States have full power over protecting elections, especially in light of the existential threat of non-citizens voting, unless the statute explicitly bars them from doing so.

This decision doesn’t even give the veneer of respect for constitutional powers of states and basic statutory construction. “This opinion by the Tenth Circuit is divorced from the facts and the law and is just another example of federal courts interfering with the constitutional authority of states to administer their elections and determine the qualifications and eligibility of their voters,” said Hans von Spakovsky, a Senior Legal Fellow at The Heritage Foundation. “This deplorable decision ignored the overwhelming evidence that noncitizens are illegally registering and voting in our elections and gives them a green light to continue their illicit behavior, which steals votes from eligible American voters.”

Judge Jerome Holmes, the George W. Bush appointee who wrote the opinion, asserted that because Section 5 of the Motor Voter law provides that states only require “the minimum amount of information necessary” on the registration form in order to assess eligibility, by asking for proof of citizenship Kansas had violated the statute. In Judge Holmes’s estimation, proof of citizenship is some gratuitous and burdensome requirement. After all, you could simply work on the honor system and just ask them nicely if they are U.S. citizens. Evidently, Judge Holmes and his two colleagues, along with the district judge and the D.C. Circuit, believe that the minimum requirement to assess any eligibility in life dictates that the service should be provided without any verification. Trust, and don’t verify!

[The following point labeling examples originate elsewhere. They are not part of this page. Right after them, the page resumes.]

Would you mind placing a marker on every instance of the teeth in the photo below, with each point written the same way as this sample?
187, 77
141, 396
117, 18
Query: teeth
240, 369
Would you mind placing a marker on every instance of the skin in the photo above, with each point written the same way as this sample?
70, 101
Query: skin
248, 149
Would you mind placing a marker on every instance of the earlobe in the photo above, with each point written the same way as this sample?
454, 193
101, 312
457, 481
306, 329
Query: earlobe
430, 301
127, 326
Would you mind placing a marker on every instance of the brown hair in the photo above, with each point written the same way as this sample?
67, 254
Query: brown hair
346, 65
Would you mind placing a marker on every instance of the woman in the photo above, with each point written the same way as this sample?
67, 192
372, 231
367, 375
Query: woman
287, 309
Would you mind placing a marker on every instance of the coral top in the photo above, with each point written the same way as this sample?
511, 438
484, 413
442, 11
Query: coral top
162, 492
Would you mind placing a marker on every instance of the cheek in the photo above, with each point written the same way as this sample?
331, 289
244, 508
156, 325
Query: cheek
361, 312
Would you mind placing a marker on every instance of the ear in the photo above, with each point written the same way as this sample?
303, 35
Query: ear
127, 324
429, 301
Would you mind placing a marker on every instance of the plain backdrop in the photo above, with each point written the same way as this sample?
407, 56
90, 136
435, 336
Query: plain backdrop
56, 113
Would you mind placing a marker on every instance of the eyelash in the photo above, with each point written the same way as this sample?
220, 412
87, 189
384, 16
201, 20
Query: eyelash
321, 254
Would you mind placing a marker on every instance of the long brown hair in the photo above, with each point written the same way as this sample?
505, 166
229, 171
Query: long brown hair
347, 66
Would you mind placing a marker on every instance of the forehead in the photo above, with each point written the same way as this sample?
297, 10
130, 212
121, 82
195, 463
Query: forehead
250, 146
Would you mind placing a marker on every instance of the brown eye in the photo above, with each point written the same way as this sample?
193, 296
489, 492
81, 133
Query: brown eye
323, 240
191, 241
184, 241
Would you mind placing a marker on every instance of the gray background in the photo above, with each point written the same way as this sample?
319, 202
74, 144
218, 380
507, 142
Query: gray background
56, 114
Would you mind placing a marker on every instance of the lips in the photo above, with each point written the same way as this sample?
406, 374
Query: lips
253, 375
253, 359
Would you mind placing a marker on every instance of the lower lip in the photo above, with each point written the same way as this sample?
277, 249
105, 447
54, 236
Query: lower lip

While conceding that the state had an interest in ensuring non-citizens don’t vote, Judge Holmes asserted that states must provide “a simple means of registering to vote in federal elections,” and evidently, requiring proof of citizenship is not “simple.” He warned that the federal law was “designed to increase the number of eligible voters who register and vote.”

Well, yes, but not for non-citizens!

Section 8 of the law requires states to “make a reasonable effort to remove the names of ineligible voters from the official lists of eligible voters” [52 U.S.C. § 20507(a)(4)(B)]. If states can’t ask for photo ID when voting to weed out fraud, proof of citizenship up front when registering, or removal of names of dead voters without going through an endless, cumbersome process fraught with lawsuits – how can a state maintain clean rolls?

This is part of a growing trend we warned about with judges molly-coddling the American people, essentially requiring states to hold their hands all the way to the polls, asserting that anything short of what Democrats want is tantamount to suppressing the vote.

We are strangers in our own land when states can’t protect against voter fraud. As we noted earlier this month, a 2014 study concluded that up to 6.4 percent of all non-citizens participated in the 2008 elections and up to 14.7 percent voted that year, likely changing the outcome of some Senate races. In 2012, a Pew analysis warned that 1 in 8 registrations were no longer valid or have significant inaccuracies.

Remember, non-citizen registration is the worst form of voter fraud because the requirement for photo ID doesn’t even help. Even in the states where the courts haven’t blocked photo ID (yes, that is a burden too!), there is now no way to protect against non-citizens voting. They already get their driver’s licenses and are handed voter registration forms. As long as they are dishonest and simply check the box saying they are citizens, they can walk into a polling place and show ID demonstrating they are the person they claim to be. There is no way to verify citizenship once they are registered without showing a birth certificate or naturalization papers.

Once again, we have a Republican judge writing a radical decision flipping state powers on its head and bastardizing a statute.

Repeat after me: THE FEDERAL JUDICIARY IS IRREMEDIABLY BROKEN and MUST BE REFORMED WHOLESALE. Otherwise, even when we have competitive candidates at a national level, states will have no power to prevent non-citizens from determining the outcome.